“I was born a citizen and a human being. At four years of age I became something less than human, as least in the eyes of those who do not think of refugees as being human. The month was March, the year 1975, when the northern communist army captured my hometown of Ban Me Thuot in its final invasion of the Republic of Vietnam, a country that no longer exists except in the imagination of its global refugee diaspora of several million people, a country that most of the world remembers as South Vietnam.” – The Displaced: Refugee Writers on Refugee Lives, 2018
Research Questions
“A just memory demands instead a final step in the dialectics of ethical memory – not just the movement between an ethics of remembering one’s own and remembering others, but also a shift toward an ethics of recognition, of seeing and remembering how the inhuman inhabits the human” (Nothing Ever Dies, 19).
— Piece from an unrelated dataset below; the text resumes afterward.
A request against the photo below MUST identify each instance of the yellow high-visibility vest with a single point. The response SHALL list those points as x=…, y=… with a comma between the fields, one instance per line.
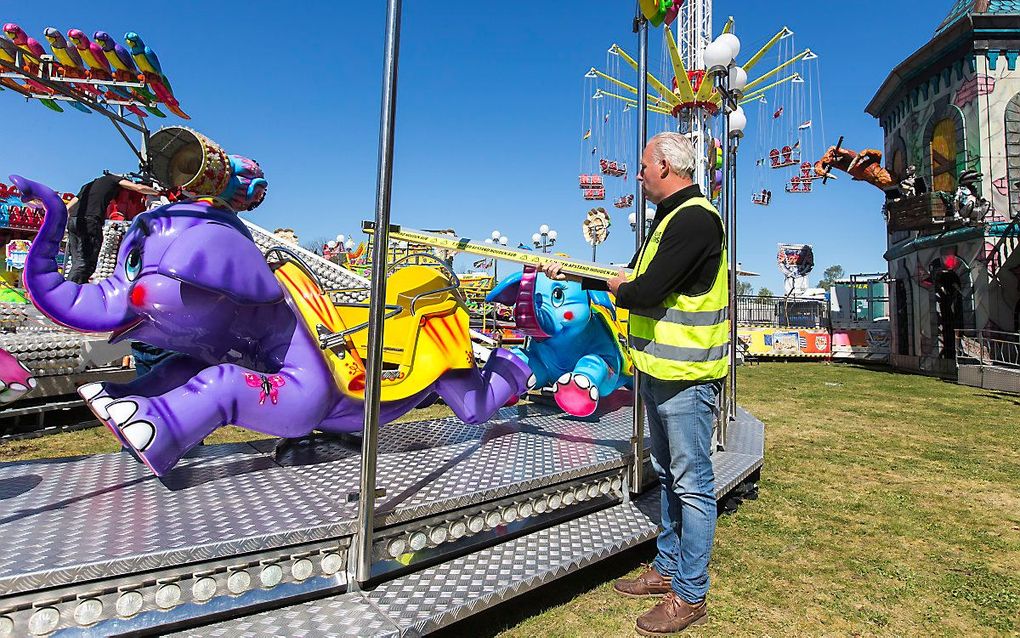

How does this notion of “just memory” (or any of the other types of memory Nguyen describes in Nothing Ever Dies) appear in The Sympathizer or the stories in The Refugees?
“Resistance and accommodation are actually limited, polarizing options that do not sufficiently demonstrate the flexible strategies often chosen by authors and characters to navigate their political and ethical situations” (“A Crisis of Representation,” 4). How does Nguyen employ “flexible strategies” in The Sympathizer or the stories in The Refugees?